To serve, spread the hummus on a plate and garnish with some cooked chickpeas and olive oil. Serve with onion and tomato wedges, pickles, schug, and tatbila. Hummus will keep, stored in an airtight container in the fridge, for up to 2 days.

Quick and Easy Hummus

When you don’t have the time to soak and cook, hummus made with canned chickpeas does the trick. This one is garlicky and lemony to the max. There’s no shame in this super creamy version, which you can get on the table in 15 minutes flat.

Makes about 3 cups

Active Time: 10 minutes

Total Time: 15 minutes

HUMMUS

Two 15-ounce cans chickpeas, drained, ¾ cup liquid reserved

3 garlic cloves, minced

½ cup pure tahini paste

⅓ cup freshly squeezed lemon juice, plus more if you like very lemony hummus

2 teaspoons kosher salt, plus more to taste

Extra-virgin olive oil and smoked paprika, for serving

In the bowl of a food processor, combine the chickpeas with ½ cup of the reserved chickpea liquid, the garlic, tahini, lemon juice, and salt and process until smooth and creamy, 2 to 3 minutes depending on the strength of your processor and how creamy you want the hummus to be. Add more of the reserved chickpea liquid as needed to reach the consistency you want, and season with more salt to taste.

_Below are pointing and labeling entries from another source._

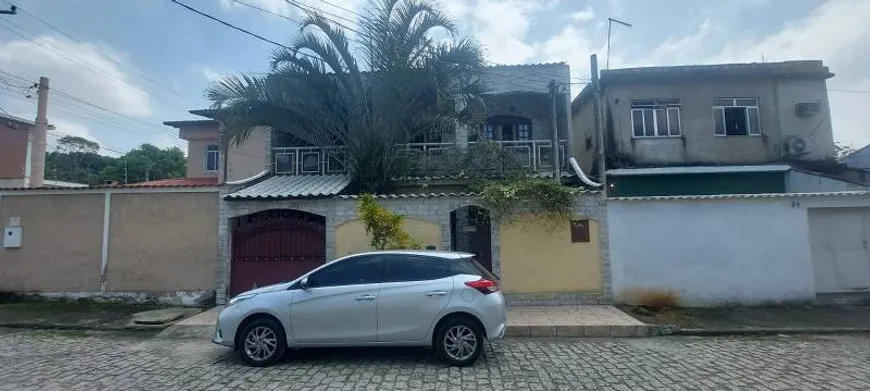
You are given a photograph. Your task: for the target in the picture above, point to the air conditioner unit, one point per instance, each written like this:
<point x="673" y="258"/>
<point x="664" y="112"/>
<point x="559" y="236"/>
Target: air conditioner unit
<point x="794" y="146"/>
<point x="807" y="109"/>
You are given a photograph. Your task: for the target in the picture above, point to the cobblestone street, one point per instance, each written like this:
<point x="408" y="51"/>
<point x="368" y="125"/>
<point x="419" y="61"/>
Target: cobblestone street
<point x="76" y="361"/>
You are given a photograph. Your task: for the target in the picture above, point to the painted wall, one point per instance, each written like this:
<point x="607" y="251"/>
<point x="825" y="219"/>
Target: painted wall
<point x="351" y="237"/>
<point x="13" y="150"/>
<point x="61" y="243"/>
<point x="250" y="157"/>
<point x="162" y="242"/>
<point x="698" y="144"/>
<point x="540" y="258"/>
<point x="711" y="252"/>
<point x="801" y="182"/>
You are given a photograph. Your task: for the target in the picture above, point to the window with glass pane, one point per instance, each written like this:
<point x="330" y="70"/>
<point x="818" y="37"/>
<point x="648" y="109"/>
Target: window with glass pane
<point x="284" y="162"/>
<point x="212" y="158"/>
<point x="736" y="117"/>
<point x="655" y="118"/>
<point x="524" y="132"/>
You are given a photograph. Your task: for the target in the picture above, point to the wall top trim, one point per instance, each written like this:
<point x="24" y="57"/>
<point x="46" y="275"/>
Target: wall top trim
<point x="739" y="196"/>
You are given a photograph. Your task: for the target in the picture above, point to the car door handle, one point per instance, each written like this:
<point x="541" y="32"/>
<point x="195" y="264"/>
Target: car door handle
<point x="436" y="293"/>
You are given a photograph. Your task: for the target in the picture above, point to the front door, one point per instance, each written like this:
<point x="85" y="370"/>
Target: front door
<point x="414" y="291"/>
<point x="339" y="306"/>
<point x="470" y="232"/>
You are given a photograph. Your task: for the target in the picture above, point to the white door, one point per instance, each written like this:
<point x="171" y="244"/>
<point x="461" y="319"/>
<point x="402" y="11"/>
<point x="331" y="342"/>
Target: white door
<point x="340" y="304"/>
<point x="414" y="291"/>
<point x="839" y="243"/>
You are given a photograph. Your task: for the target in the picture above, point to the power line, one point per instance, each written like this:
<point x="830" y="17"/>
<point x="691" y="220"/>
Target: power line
<point x="50" y="47"/>
<point x="55" y="28"/>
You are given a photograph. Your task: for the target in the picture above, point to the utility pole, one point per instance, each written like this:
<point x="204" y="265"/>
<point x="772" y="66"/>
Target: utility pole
<point x="610" y="22"/>
<point x="557" y="170"/>
<point x="596" y="115"/>
<point x="38" y="136"/>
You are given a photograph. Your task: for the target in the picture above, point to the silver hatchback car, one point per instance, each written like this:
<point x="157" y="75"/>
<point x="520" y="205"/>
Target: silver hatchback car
<point x="445" y="300"/>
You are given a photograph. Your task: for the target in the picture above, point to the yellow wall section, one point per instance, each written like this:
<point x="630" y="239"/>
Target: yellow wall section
<point x="351" y="238"/>
<point x="538" y="259"/>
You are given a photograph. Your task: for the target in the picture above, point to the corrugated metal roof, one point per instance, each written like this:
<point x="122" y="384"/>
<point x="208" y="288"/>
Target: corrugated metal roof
<point x="423" y="195"/>
<point x="698" y="170"/>
<point x="292" y="186"/>
<point x="734" y="196"/>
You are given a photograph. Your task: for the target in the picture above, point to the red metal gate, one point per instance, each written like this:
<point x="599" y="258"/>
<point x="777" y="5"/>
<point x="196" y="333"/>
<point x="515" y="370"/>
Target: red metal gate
<point x="275" y="246"/>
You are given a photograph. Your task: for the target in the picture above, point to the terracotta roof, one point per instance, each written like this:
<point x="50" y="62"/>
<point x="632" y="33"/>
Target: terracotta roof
<point x="176" y="182"/>
<point x="810" y="69"/>
<point x="188" y="122"/>
<point x="292" y="186"/>
<point x="733" y="196"/>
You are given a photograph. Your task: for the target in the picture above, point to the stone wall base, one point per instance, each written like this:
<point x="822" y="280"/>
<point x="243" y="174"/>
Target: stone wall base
<point x="518" y="299"/>
<point x="176" y="298"/>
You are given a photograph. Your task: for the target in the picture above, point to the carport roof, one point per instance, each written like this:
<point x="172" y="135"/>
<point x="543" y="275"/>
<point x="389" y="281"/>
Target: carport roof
<point x="292" y="186"/>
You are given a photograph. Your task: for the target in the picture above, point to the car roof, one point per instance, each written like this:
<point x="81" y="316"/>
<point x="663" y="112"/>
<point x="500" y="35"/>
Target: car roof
<point x="429" y="253"/>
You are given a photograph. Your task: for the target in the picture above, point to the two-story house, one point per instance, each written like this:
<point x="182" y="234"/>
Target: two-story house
<point x="289" y="203"/>
<point x="743" y="126"/>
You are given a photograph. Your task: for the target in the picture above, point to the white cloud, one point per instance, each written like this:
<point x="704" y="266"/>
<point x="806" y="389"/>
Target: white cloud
<point x="76" y="68"/>
<point x="584" y="15"/>
<point x="837" y="33"/>
<point x="211" y="74"/>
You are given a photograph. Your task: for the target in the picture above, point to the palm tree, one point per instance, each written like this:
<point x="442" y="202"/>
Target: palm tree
<point x="317" y="91"/>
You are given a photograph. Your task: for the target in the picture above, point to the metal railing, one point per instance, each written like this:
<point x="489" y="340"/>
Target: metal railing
<point x="535" y="155"/>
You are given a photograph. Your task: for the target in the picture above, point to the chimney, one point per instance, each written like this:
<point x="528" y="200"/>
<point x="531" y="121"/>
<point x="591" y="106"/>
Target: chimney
<point x="38" y="136"/>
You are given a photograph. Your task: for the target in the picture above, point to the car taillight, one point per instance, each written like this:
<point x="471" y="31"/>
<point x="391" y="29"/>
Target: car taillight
<point x="483" y="286"/>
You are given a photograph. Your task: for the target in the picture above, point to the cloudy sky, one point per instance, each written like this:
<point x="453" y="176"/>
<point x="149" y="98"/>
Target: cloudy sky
<point x="119" y="68"/>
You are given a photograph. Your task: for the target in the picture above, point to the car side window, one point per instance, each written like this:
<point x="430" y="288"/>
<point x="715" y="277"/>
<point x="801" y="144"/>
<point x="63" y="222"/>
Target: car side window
<point x="363" y="269"/>
<point x="402" y="267"/>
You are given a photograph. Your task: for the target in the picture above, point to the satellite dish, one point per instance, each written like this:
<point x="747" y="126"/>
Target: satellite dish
<point x="580" y="174"/>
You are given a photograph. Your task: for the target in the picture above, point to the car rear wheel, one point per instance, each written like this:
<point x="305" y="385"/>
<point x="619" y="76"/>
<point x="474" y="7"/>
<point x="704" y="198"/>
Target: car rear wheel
<point x="459" y="341"/>
<point x="262" y="343"/>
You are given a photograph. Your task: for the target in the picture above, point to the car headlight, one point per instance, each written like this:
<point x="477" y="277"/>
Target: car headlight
<point x="241" y="298"/>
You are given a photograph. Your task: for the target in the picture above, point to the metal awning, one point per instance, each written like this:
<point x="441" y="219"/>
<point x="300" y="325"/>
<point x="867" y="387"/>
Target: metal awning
<point x="292" y="186"/>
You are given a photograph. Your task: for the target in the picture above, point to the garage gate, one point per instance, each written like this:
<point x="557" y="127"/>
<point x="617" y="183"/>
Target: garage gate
<point x="275" y="246"/>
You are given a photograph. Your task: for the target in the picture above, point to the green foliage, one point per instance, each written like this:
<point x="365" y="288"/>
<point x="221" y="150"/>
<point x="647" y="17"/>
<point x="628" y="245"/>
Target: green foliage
<point x="384" y="227"/>
<point x="80" y="163"/>
<point x="510" y="201"/>
<point x="397" y="85"/>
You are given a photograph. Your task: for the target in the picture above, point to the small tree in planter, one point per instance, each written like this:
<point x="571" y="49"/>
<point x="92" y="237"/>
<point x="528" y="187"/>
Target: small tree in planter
<point x="384" y="227"/>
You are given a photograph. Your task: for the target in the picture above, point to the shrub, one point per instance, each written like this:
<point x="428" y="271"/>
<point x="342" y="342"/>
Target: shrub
<point x="384" y="227"/>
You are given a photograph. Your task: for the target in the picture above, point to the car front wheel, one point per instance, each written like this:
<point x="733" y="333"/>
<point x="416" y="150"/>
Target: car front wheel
<point x="262" y="343"/>
<point x="459" y="342"/>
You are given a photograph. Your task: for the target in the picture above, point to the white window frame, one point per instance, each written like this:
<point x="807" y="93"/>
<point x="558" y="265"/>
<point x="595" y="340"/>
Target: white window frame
<point x="668" y="108"/>
<point x="209" y="151"/>
<point x="750" y="131"/>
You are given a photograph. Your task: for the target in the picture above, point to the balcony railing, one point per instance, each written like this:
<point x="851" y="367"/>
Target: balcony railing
<point x="535" y="155"/>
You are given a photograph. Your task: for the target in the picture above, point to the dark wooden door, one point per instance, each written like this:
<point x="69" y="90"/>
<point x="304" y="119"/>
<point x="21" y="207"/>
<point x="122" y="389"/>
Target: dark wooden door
<point x="470" y="232"/>
<point x="275" y="247"/>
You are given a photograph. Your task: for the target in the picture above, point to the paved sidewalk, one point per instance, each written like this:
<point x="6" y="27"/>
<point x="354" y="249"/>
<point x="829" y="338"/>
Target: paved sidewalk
<point x="523" y="321"/>
<point x="758" y="320"/>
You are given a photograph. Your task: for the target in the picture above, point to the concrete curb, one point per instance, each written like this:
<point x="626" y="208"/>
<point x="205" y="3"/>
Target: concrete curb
<point x="514" y="331"/>
<point x="76" y="327"/>
<point x="749" y="331"/>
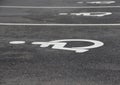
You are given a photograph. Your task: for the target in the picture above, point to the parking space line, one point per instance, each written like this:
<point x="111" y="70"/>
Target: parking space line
<point x="31" y="24"/>
<point x="69" y="7"/>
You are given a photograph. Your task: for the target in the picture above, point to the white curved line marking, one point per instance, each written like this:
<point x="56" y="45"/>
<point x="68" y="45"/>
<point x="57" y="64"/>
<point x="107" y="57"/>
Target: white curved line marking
<point x="17" y="42"/>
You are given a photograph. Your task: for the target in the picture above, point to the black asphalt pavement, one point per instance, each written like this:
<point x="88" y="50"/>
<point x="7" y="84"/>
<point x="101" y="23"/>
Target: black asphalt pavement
<point x="24" y="63"/>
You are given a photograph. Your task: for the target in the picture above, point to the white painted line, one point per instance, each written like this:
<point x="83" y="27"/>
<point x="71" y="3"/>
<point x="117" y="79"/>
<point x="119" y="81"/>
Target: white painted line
<point x="17" y="42"/>
<point x="92" y="14"/>
<point x="49" y="7"/>
<point x="101" y="2"/>
<point x="31" y="24"/>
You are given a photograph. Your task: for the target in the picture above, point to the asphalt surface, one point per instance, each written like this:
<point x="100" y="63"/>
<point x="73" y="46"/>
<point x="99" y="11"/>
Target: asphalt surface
<point x="28" y="64"/>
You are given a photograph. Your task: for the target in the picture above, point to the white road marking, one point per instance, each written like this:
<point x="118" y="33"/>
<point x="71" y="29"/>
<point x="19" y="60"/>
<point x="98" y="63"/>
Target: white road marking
<point x="80" y="2"/>
<point x="60" y="44"/>
<point x="57" y="7"/>
<point x="17" y="42"/>
<point x="91" y="14"/>
<point x="101" y="2"/>
<point x="31" y="24"/>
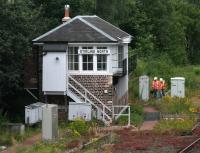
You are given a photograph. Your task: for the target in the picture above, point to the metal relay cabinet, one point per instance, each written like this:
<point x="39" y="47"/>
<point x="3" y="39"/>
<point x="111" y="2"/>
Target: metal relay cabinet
<point x="49" y="122"/>
<point x="82" y="110"/>
<point x="33" y="113"/>
<point x="178" y="87"/>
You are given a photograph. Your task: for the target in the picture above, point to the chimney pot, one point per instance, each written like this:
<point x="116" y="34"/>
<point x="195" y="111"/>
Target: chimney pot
<point x="66" y="15"/>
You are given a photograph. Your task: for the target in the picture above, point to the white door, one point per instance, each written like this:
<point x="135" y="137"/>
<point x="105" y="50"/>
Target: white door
<point x="181" y="88"/>
<point x="174" y="88"/>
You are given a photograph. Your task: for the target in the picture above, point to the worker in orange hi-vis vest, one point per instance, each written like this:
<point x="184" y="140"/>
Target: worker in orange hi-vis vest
<point x="161" y="88"/>
<point x="155" y="87"/>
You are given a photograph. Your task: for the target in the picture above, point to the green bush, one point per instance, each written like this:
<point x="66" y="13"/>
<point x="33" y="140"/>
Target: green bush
<point x="173" y="105"/>
<point x="136" y="116"/>
<point x="79" y="126"/>
<point x="175" y="126"/>
<point x="3" y="119"/>
<point x="5" y="139"/>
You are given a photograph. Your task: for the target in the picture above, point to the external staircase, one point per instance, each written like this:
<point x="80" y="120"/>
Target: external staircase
<point x="80" y="94"/>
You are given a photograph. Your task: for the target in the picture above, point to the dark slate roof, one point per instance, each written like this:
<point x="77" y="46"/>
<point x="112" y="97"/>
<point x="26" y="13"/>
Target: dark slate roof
<point x="83" y="29"/>
<point x="108" y="28"/>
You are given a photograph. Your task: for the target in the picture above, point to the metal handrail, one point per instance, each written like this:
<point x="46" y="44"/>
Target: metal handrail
<point x="189" y="146"/>
<point x="90" y="93"/>
<point x="120" y="113"/>
<point x="87" y="99"/>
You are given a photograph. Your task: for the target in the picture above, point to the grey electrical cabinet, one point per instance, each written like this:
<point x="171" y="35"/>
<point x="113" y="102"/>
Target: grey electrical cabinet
<point x="144" y="88"/>
<point x="178" y="87"/>
<point x="49" y="122"/>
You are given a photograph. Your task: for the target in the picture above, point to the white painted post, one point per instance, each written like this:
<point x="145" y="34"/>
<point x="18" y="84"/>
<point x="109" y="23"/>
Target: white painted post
<point x="113" y="112"/>
<point x="129" y="116"/>
<point x="85" y="96"/>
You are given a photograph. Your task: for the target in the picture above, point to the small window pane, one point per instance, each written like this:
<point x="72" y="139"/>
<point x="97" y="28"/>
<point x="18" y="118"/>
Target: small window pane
<point x="73" y="59"/>
<point x="103" y="47"/>
<point x="90" y="66"/>
<point x="84" y="58"/>
<point x="84" y="66"/>
<point x="76" y="66"/>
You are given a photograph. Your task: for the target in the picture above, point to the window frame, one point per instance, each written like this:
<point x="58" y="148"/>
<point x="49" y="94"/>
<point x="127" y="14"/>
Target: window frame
<point x="72" y="59"/>
<point x="102" y="62"/>
<point x="120" y="56"/>
<point x="87" y="62"/>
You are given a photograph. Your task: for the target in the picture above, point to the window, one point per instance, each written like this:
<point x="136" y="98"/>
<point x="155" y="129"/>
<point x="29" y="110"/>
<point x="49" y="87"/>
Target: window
<point x="87" y="47"/>
<point x="101" y="62"/>
<point x="87" y="62"/>
<point x="73" y="62"/>
<point x="120" y="56"/>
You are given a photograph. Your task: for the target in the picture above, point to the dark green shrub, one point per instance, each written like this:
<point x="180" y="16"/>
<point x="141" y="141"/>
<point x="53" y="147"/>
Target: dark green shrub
<point x="5" y="139"/>
<point x="80" y="126"/>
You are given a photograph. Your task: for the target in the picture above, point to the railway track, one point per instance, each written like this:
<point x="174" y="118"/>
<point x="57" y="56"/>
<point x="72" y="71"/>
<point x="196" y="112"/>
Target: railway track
<point x="191" y="145"/>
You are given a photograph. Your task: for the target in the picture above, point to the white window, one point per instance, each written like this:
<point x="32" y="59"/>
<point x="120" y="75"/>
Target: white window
<point x="88" y="47"/>
<point x="102" y="47"/>
<point x="101" y="62"/>
<point x="73" y="60"/>
<point x="87" y="62"/>
<point x="120" y="56"/>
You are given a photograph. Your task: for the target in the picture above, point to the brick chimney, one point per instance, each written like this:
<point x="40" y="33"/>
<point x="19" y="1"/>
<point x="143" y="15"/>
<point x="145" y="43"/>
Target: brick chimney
<point x="66" y="15"/>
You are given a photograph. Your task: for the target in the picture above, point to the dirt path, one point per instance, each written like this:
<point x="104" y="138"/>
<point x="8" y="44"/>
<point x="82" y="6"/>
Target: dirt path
<point x="26" y="144"/>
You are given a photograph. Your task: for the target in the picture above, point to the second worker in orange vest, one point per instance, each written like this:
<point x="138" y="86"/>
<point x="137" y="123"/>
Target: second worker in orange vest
<point x="155" y="84"/>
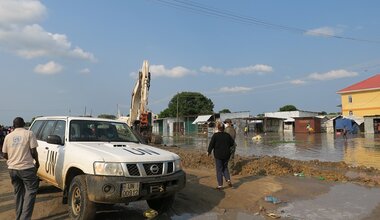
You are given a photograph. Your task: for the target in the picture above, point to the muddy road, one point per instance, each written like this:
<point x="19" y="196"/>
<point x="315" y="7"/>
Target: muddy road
<point x="293" y="183"/>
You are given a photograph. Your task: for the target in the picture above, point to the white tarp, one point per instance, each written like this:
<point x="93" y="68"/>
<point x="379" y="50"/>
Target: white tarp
<point x="202" y="119"/>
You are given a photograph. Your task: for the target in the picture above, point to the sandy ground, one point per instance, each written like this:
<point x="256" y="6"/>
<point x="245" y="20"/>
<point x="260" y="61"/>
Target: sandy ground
<point x="256" y="178"/>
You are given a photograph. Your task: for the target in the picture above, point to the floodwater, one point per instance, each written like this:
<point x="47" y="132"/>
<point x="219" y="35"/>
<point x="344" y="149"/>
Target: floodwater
<point x="343" y="201"/>
<point x="356" y="150"/>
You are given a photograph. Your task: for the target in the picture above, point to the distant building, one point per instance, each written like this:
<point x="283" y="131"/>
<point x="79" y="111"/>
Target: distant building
<point x="287" y="122"/>
<point x="362" y="98"/>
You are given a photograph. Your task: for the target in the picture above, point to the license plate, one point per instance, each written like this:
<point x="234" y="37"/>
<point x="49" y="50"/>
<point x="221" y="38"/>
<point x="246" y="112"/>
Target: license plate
<point x="130" y="189"/>
<point x="157" y="188"/>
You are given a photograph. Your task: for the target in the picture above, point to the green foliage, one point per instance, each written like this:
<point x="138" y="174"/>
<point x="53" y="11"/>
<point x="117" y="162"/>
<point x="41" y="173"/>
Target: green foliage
<point x="188" y="103"/>
<point x="106" y="116"/>
<point x="225" y="111"/>
<point x="287" y="108"/>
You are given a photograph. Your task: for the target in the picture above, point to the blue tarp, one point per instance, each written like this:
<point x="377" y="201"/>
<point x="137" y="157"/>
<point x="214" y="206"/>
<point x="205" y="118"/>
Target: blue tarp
<point x="350" y="125"/>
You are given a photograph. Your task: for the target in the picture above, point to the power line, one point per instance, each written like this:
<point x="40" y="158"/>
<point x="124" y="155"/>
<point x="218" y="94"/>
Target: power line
<point x="247" y="20"/>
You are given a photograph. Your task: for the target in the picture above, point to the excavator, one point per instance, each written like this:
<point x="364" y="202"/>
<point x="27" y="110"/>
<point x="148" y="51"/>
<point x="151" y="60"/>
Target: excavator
<point x="140" y="118"/>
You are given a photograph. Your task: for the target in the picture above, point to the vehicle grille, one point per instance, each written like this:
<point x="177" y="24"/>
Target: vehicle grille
<point x="150" y="169"/>
<point x="133" y="170"/>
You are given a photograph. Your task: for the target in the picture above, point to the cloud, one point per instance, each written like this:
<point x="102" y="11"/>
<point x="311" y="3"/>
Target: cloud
<point x="297" y="82"/>
<point x="48" y="68"/>
<point x="236" y="89"/>
<point x="334" y="74"/>
<point x="258" y="68"/>
<point x="324" y="32"/>
<point x="175" y="72"/>
<point x="20" y="12"/>
<point x="20" y="35"/>
<point x="85" y="71"/>
<point x="210" y="69"/>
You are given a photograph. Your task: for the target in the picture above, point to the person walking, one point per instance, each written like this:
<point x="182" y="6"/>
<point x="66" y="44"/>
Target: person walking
<point x="19" y="149"/>
<point x="221" y="144"/>
<point x="231" y="131"/>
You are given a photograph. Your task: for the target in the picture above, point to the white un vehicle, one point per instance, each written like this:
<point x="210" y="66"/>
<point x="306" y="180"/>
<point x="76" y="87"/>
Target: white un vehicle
<point x="100" y="161"/>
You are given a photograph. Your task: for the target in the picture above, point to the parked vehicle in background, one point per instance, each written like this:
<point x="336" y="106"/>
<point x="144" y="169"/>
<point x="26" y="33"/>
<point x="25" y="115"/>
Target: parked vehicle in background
<point x="101" y="161"/>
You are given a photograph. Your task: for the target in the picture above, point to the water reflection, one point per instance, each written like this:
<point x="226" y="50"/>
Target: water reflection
<point x="357" y="150"/>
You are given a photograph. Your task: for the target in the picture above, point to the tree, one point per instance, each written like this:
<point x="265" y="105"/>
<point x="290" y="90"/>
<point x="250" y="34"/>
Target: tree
<point x="225" y="111"/>
<point x="287" y="108"/>
<point x="106" y="116"/>
<point x="188" y="103"/>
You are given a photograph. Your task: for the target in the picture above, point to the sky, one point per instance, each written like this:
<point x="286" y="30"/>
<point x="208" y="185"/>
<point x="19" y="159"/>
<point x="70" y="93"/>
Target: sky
<point x="82" y="57"/>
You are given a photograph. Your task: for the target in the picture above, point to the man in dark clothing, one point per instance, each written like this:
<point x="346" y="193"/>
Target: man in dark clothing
<point x="221" y="144"/>
<point x="22" y="159"/>
<point x="231" y="131"/>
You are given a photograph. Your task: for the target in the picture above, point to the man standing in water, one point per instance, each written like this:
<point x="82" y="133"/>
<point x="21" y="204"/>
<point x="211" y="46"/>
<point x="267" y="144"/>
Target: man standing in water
<point x="231" y="131"/>
<point x="19" y="150"/>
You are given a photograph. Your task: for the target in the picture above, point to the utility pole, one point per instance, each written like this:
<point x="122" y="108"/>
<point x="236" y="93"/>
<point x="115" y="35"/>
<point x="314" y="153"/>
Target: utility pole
<point x="177" y="116"/>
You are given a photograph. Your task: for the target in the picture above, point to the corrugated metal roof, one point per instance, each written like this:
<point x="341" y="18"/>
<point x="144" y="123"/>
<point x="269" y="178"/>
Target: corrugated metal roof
<point x="224" y="116"/>
<point x="367" y="84"/>
<point x="202" y="119"/>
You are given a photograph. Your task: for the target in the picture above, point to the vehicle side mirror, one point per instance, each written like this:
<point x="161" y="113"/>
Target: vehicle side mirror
<point x="54" y="139"/>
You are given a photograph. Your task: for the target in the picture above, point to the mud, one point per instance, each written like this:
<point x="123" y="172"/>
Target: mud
<point x="279" y="166"/>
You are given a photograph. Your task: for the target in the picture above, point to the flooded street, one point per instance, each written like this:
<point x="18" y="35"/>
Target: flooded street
<point x="357" y="150"/>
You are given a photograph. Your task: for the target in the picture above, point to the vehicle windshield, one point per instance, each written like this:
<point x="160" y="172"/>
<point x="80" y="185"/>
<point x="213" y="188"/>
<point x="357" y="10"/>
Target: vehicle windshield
<point x="88" y="130"/>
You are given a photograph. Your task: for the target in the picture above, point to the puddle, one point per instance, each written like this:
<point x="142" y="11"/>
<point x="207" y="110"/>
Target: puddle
<point x="357" y="150"/>
<point x="343" y="201"/>
<point x="217" y="216"/>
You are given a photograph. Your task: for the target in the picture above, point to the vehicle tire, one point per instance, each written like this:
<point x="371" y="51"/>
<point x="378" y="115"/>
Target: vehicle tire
<point x="80" y="207"/>
<point x="162" y="204"/>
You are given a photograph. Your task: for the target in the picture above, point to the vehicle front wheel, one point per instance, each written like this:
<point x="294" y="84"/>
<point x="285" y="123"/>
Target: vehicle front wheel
<point x="80" y="207"/>
<point x="162" y="204"/>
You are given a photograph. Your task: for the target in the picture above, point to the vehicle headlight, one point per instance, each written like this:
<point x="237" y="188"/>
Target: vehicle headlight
<point x="177" y="164"/>
<point x="108" y="169"/>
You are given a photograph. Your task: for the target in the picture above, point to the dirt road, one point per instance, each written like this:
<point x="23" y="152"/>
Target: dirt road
<point x="258" y="178"/>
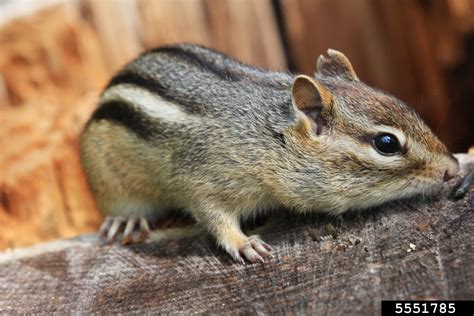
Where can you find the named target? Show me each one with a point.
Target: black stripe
(199, 61)
(126, 115)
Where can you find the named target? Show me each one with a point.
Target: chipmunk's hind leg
(131, 229)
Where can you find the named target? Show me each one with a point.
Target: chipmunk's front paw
(131, 229)
(254, 249)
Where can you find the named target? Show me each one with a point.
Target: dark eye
(387, 144)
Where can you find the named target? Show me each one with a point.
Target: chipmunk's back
(207, 83)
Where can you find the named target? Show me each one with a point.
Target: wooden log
(326, 266)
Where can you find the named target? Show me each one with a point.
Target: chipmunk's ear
(335, 65)
(307, 93)
(312, 98)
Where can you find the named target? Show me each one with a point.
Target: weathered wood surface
(326, 266)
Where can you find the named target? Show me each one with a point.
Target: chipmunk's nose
(452, 170)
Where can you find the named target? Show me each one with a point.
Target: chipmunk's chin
(414, 190)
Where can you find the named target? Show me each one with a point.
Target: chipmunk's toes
(255, 249)
(134, 229)
(115, 228)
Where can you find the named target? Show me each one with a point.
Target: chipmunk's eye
(387, 144)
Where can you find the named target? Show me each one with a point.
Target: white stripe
(151, 103)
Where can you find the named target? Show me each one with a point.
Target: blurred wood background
(55, 60)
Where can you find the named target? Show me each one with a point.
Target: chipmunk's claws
(113, 227)
(255, 249)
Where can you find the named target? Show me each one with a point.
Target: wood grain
(325, 266)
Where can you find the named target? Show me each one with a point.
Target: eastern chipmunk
(185, 127)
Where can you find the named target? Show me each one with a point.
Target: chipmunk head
(369, 146)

*Tatbila is a traditional Arabic condiment, laced with lemon, garlic, and chilies, that cuts the richness of the hummus.

A Tale of Two Chickpeas

Like the sesame seed and the eggplant, the chickpea holds pride of place among Israeli staple ingredients. Not only does it power hummus, that most central staple of local cuisine, but it adds heft and substance (not to mention protein) to soups like Harira (for my interpretation, see Chickpea and Spinach Harira) and as a filling in a hearty eggplant salad (Sabich Fattoush). The best hummusiyot (hummus joints) seek out the smallest varieties (above, left). The tiniest and most popular chickpeas for hummus are imported from Bulgaria, but there is also another small variety, called Hadas, grown locally in smaller quantities. Their thinner skins melt away when cooking, resulting in a creamier finished product. Though Hadas and other tiny chickpeas generally aren’t available abroad, the next time you’re in Israel (or Bulgaria, for that matter), pick up a bag to up your hummus game. That being said, the more common Mexican garbanzo bean you’ll likely be using makes great hummus, too. Using baking soda and cooking the chickpeas for a long time, like Ariel Rosenthal from Hakosem recommends, becomes extra important.